Bubel od Rival de Loop
Witajcie :)
święta bardzo szybko zleciały, każdy pewnie teraz odpoczywa po nich bo przecież w te dni nie da rady :D
Dawno nie spotkałam bubla, a takiego okropnego to już tym bardziej. Poszukiwałam taniej maskary, takiej do używania na co dzień. Traf chciał, że akurat byłam w Rossmannie i była przecenia produktów Rival de Loop. Nie pamiętam teraz ile ona kosztowała ale coś ok 2 euro.

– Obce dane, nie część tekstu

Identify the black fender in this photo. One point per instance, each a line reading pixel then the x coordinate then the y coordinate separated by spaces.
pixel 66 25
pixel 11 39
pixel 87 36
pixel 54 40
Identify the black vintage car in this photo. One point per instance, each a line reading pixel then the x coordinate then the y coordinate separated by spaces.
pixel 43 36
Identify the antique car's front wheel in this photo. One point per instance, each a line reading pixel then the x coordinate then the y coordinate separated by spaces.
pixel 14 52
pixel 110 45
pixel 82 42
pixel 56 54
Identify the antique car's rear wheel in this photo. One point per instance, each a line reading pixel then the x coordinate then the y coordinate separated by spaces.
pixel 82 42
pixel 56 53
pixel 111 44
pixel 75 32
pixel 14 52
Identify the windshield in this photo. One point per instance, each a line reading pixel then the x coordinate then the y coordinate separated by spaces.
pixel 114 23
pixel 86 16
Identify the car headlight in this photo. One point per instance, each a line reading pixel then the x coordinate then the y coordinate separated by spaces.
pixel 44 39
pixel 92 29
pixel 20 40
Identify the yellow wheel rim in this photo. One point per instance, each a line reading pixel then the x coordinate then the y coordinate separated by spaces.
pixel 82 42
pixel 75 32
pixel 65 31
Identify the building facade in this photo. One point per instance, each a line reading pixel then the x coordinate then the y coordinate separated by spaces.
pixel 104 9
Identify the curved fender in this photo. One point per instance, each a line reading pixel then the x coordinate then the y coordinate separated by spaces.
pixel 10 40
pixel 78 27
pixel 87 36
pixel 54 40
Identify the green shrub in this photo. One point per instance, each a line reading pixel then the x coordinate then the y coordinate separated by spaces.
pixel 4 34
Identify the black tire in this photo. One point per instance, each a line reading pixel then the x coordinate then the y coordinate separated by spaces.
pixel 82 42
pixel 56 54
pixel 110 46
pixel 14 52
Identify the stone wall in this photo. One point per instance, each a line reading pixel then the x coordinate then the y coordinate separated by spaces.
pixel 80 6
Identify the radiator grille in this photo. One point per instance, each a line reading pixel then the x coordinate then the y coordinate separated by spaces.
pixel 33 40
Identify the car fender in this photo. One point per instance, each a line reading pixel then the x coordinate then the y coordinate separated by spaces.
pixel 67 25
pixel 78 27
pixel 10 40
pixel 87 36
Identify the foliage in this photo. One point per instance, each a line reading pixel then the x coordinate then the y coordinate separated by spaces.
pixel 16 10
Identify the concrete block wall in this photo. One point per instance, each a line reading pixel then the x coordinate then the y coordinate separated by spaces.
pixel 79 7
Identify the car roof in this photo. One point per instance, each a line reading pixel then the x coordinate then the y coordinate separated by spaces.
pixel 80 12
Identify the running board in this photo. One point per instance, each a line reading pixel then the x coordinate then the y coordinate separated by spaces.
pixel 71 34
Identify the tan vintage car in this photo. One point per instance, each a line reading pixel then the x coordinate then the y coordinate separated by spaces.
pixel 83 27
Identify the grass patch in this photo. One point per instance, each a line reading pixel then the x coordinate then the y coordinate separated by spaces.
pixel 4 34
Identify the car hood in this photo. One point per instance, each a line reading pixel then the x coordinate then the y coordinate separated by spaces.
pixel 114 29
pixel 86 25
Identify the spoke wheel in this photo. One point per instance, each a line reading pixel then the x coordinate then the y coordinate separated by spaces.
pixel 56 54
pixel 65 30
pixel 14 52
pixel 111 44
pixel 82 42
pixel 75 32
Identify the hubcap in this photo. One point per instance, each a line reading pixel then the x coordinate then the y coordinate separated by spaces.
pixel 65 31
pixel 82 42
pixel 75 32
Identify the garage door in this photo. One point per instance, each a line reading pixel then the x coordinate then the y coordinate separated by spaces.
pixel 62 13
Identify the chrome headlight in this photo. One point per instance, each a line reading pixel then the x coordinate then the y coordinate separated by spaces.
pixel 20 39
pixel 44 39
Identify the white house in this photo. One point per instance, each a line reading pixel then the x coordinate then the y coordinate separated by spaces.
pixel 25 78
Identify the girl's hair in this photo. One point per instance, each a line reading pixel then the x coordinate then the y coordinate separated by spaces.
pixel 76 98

No dobra kupiłam, dotarłam do domu, otwieram patrzę: szczoteczka podobna do szczoteczki tuszu Wibo zielonego. Ale - tu zaczynają się schody. Ona działa zupełnie inaczej na moich rzęsach niż powinna. Miała być precyzyjna, rozdzielająca pięknie rzęsy a w zamian mam co ? Posklejane rzęsy a do tego czuć ten tusz na nich i aż razi...
Mało tego, tusz osiada się okropnie na zewnętrznej części tusz przy wejściu. Strasznie to nieestetyczne i cała szczoteczka jest wymazana tuszem. Co za tym idzie - jest niewydajny. I do tego bardzo gęsty. Nie wiem czy ja tylko trafiłam na taki egzemplarz czy naprawdę taki fatalny jest, ale nie polecam.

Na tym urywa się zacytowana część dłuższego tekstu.